Chaque samedi et dimanche, François Clauss se penche sur une actualité de la semaine écoulée. Aujourd'hui, c'est champignons vénéneux et cookies informatiques sur fond de société de consommation.
"Clauss toujours". L'humeur de François Clauss, tous les samedis et dimanches matins à 8h55 sur Europe 1. Bonjour François.
Bonjour Wendy, bonjour à tous et toutes.
Alors, est-ce que vous avez résisté, Wendy ? Dimanche dernier je vous incitais, en relayant la charte de l'association Zero Waste, zéro gaspillage, à ne rien acheter de neuf en 2018. Ce n'est pas évident. Une des signataires de la charte raconte d'ailleurs cette semaine qu'elle a craqué, qu'elle n'y arrivait pas, mais qu'elle s'était achetée un petit carnet, notant chaque nouvel achat. Le petit carnet, comme la métadone de l'héroïnomane, ou ces trois cigarettes qu'un fumeur repenti garde toujours au fond de sa poche.
Car oui, la consommation cest une drogue dure, notamment quand le discours économique dominant reste englué sur la sacro-sainte croissance. Pas évident quand le marketing direct se distille vénéneusement sur tous nos écrans.

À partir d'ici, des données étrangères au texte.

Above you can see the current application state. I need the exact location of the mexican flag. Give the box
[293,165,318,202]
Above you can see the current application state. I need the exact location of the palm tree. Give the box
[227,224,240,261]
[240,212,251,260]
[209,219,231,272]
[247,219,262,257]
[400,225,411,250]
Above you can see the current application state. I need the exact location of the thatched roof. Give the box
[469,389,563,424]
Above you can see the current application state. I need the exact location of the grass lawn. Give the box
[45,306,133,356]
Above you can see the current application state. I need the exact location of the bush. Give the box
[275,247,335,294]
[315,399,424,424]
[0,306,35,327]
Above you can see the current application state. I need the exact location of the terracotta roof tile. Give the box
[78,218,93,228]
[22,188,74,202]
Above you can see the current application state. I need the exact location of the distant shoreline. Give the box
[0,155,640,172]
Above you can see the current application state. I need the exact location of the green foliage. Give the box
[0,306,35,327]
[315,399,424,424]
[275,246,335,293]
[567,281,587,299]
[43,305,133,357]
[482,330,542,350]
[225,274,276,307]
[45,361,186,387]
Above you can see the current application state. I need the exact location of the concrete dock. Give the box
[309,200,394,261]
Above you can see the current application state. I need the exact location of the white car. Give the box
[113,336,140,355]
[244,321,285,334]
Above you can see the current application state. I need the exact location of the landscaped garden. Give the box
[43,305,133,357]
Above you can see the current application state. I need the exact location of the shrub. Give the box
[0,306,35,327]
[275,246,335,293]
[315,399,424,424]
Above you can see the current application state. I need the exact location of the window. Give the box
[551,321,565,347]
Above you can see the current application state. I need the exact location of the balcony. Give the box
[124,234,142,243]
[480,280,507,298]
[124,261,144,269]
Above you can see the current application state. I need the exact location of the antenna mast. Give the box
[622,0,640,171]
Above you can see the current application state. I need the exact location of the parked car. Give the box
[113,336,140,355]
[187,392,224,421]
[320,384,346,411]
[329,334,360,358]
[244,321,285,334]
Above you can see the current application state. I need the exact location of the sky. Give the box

J'ai eu le malheur d'aller consulter quelques minutes un site pour consulter les offres sur les vidéo projecteurs. Depuis, je reçois pas moins d'une dizaine de messages chaque jour de tous les vendeurs de Hi-Fi et d'électroménager du marché. Ce sont des Français qui ont inventé ces diaboliques petits fichiers, les cookies, qui stockent les données de navigation et qui permettent de tracer un internaute.
Leaders français de la pub en ligne, l'entreprise s'appelle Critéo, cotée plusieurs dizaines de millions de dollars à Wall Street. Figurez-vous qu'il a fallu qu'Apple nous annonce cette semaine qu'il s'apprêtait à réduire l'utilisation des cookies pour que Critéo, en deux séances à Wall Street, perde un quart de sa valeur. Oui, le monde bouge. Savez-vous, quel est l'un des plus gros succès de librairie en 2017 ? "Mes épluchures, qu'est-ce que j'en fais ?". 20.000 exemplaires vendus. Où l'on découvre que les Français utilisent les peaux de banane pour se blanchir les dents, les pelures d'oignon pour se teindre les cheveux et les peaux de melon pour faire des confitures.
Car oui, ça part de là. Rien de neuf en 2018, c'est peut-être commencer par ne rien jeter. Le sociologue Marc Antoine Morier, dans une passionnante étude publiée au mois de novembre dernier, nous explique que oui, les déchets on peut tous les éliminer. Qu'est ce qui fait qu'on jette quelque chose ?
On n'a pas assez de place. A l'heure de la miniaturisation, ça peut se gérer.
Parce qu'on considère que l'objet appartient au passé. Quand on sait que les modes reviennent tous les quarts de siècle, on peut garder.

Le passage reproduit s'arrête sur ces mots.